Ах, зато у них, у текстилей,
Сотни, тысячи девчонок,
Смех которых звонче и теплей
Разговора наших шестеренок!
1924
Там, где люди, кони и трамваи,
Где автомобили и кино —
Много зданий, поглядишь, зевая,
Над панелью блеклой взнесено.
И в одном, меж небом и землею,
В этаже, взлетевшем на чердак,
Со своей двадцатилетнею женою
Проживает молодой чудак.
Он творит, строчит стихотворенья,
А она в затерянной тиши
Пересчитывает бережно поленья
И редакционные гроши.
Хорошо им на своем балконе
(Не балкон, а крыша) — точно с гор,
Гулкий город, словно на ладони,
И, как степь, размашистый простор.
Вот тяжелый мрачный Исаакий,
Крепостная бурая стена,
А налево, за мостом во мраке —
Выборгская сторона.
Хорошо им — воздух.
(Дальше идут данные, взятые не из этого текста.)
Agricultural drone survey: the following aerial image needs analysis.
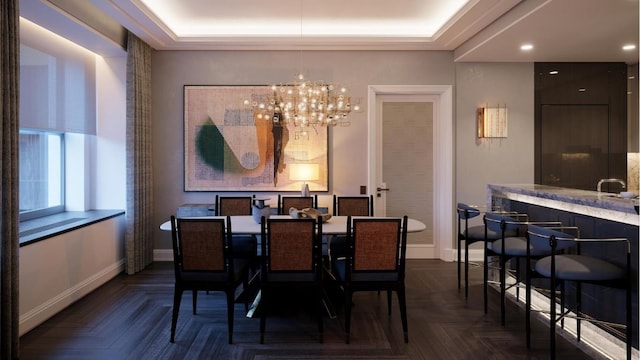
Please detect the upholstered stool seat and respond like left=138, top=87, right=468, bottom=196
left=535, top=254, right=626, bottom=281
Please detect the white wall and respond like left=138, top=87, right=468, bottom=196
left=94, top=51, right=127, bottom=209
left=19, top=216, right=125, bottom=335
left=455, top=63, right=534, bottom=219
left=151, top=51, right=454, bottom=249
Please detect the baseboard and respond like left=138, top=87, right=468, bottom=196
left=153, top=249, right=173, bottom=261
left=19, top=259, right=125, bottom=336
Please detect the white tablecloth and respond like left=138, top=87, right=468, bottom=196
left=160, top=215, right=426, bottom=235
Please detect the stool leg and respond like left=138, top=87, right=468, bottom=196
left=464, top=239, right=469, bottom=299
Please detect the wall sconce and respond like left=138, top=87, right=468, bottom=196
left=289, top=164, right=320, bottom=196
left=478, top=105, right=507, bottom=138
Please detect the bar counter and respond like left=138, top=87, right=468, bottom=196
left=487, top=184, right=640, bottom=349
left=488, top=184, right=640, bottom=226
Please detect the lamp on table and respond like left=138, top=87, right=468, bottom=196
left=289, top=164, right=320, bottom=196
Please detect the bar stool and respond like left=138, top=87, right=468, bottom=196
left=526, top=225, right=633, bottom=359
left=484, top=213, right=562, bottom=326
left=456, top=203, right=500, bottom=298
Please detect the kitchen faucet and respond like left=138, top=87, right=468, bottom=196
left=597, top=179, right=627, bottom=192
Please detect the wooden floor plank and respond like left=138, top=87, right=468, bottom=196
left=20, top=260, right=602, bottom=360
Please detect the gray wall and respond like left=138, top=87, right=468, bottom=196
left=151, top=51, right=458, bottom=249
left=455, top=63, right=534, bottom=217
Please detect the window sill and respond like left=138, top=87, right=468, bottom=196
left=19, top=210, right=124, bottom=247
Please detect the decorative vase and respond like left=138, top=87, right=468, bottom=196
left=251, top=199, right=271, bottom=224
В самом деле!
Только лягут рыхлые снега —
По квартире вьюги и метели,
Как в произведеньях Пильняка.
И балкон уже простая крыша,
И окошки не окошки — щель.
Заметает выше — выше
Бесконечная метель.
Хорошо им: не в ладах с плитою;
Даже в печку вглядываясь зло,
У печурки мечутся с едою,
От печурки требуют тепло.
Поневоле с января о даче
Замечтать придется молодым,
Если днями отовсюду скачет
Беспокойный дым.
Где трамваи и народ — толпою,
Где безделье мечется и труд —
Вот над этой взбалмошной землею
И мои знакомые живут.
<1926>
305. «Так устал! Постель давно желанна…»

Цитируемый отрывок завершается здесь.